Era a un buon punto, in anticipo sulla tabella di marcia. Poteva prendersi senza problemi una pausa, almeno quello lo poteva fare. Andò nel salottino. Dietro la porta aveva sistemato una cucina in miniatura: un mobile con due armadietti, uno in basso e l’altro in alto, con in mezzo un ripiano dove era collocato un forno a microonde. Accanto alla dispensa improvvisata, c’era un mini frigo. Lo aprì e prese una bottiglietta d’acqua e una tavoletta di cioccolata. Gli zuccheri erano essenziali al cervello durante lo studio, inoltre la cioccolata alleviava il dolore. Due piccioni con una fava. Scartò l’involucro della barretta e lo buttò nel cestino dall’altro lato del mobile-dispensa, poi andò a sedersi sul divano, a commiserarsi, quadratino di cioccolata dopo quadratino di cioccolata. Ora sì che poteva piangere. Si sfogò come poté, tra un morso e l’atro.
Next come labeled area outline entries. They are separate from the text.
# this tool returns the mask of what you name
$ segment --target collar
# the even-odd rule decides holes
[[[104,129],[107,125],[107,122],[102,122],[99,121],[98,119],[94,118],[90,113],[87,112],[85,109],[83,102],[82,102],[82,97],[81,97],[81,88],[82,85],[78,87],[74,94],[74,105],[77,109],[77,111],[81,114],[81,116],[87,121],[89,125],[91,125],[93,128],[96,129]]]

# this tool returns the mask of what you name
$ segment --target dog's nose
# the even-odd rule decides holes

Le lacrime le avevano lasciato un sapore salmastro sulle labbra, rendendo aspro il gusto dolce della cioccolata.
Finito lo spuntino, si diresse in bagno. Sciacquò con prepotenza il viso per rimuovere ogni traccia di cioccolata o pianto. Quella era ormai la routine del venerdì sera e Hannah non aveva così tanta forza per opporcisi. Doveva solo tener duro fino alla laurea. Se c’era riuscita per tutte le medie e le superiori, poteva riuscirci anche all’università. Con passo lento e demotivato, tornò in camera sua, alla sua scrivania. Riprese in mano quella dannata matita e continuò quel dannato tema per la sua dannata ex-coinquilina.